At some point, Jason stopped calling. It wouldn't really sink in until two years later.
That piece of shit left me behind, he fucking abandoned me. He left me behind to deal with these motherfuckers. He couldn't care less about me. He's happy, living in Cali-fucking-fornia, while I'm stuck here, in Virginia, with these shits, no way of knowing if he's okay because nobody fucking tells me anything. He left me alone. He left me behind. He abandoned me.
I don't know how else you want me to say it.
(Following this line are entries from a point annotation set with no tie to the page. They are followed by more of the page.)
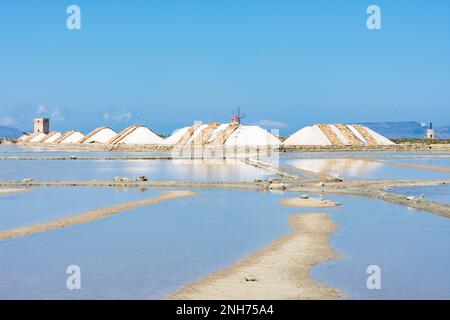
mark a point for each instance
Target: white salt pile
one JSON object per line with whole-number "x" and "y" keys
{"x": 99, "y": 135}
{"x": 51, "y": 137}
{"x": 336, "y": 134}
{"x": 226, "y": 134}
{"x": 37, "y": 137}
{"x": 137, "y": 135}
{"x": 71, "y": 136}
{"x": 252, "y": 136}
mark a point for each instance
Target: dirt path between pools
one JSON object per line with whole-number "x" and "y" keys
{"x": 9, "y": 191}
{"x": 279, "y": 271}
{"x": 92, "y": 215}
{"x": 412, "y": 165}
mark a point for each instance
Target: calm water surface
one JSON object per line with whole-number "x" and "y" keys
{"x": 150, "y": 251}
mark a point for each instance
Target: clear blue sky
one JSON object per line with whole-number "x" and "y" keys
{"x": 168, "y": 63}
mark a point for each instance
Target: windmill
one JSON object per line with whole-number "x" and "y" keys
{"x": 237, "y": 116}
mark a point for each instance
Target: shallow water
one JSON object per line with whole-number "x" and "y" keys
{"x": 145, "y": 252}
{"x": 441, "y": 162}
{"x": 46, "y": 204}
{"x": 193, "y": 170}
{"x": 363, "y": 154}
{"x": 364, "y": 169}
{"x": 150, "y": 251}
{"x": 439, "y": 193}
{"x": 13, "y": 151}
{"x": 409, "y": 246}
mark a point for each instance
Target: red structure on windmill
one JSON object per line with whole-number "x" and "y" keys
{"x": 237, "y": 117}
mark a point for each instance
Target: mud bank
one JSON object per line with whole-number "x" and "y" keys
{"x": 9, "y": 191}
{"x": 279, "y": 271}
{"x": 92, "y": 215}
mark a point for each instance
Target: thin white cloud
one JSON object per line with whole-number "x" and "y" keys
{"x": 117, "y": 116}
{"x": 7, "y": 121}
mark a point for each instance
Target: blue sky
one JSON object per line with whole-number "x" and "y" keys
{"x": 167, "y": 63}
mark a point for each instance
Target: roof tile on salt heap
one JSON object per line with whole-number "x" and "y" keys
{"x": 71, "y": 136}
{"x": 136, "y": 134}
{"x": 51, "y": 137}
{"x": 252, "y": 136}
{"x": 99, "y": 135}
{"x": 339, "y": 134}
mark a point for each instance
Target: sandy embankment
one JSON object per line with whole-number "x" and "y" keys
{"x": 279, "y": 271}
{"x": 309, "y": 203}
{"x": 92, "y": 215}
{"x": 9, "y": 191}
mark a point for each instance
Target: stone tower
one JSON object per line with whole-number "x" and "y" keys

He left me alone.
you'll change your name
and change your mind
and leave this fucked up place behind
but I'll know


I distinctly remember, I once heard my father say in an argument with my mother "fathers don't miss sons when they move out".
Sir?
The fuck?
Well, in your case, that may be true, because you never had a son to miss.


You're supposed to love you're children, give them a better life than you had, not fuck them up like you were fucked up.
"I love you," Will become something they do not believe.
When it comes from my parents, father especially, I don't believe it.
"Dad, I want to kill myself."
"You're trying to manipulate me."
"Dad, I want to kill myself."
"You're overreacting."
"Dad, I want to kill myself."
"You're being dramatic."
"..."
"Why won't you talk to me about how you're feeling?"


You know, I think MARINA put it best.
oh, don't you find it strange
only thing we share is one last name
Though, in me and my brother's case, we don't even share that.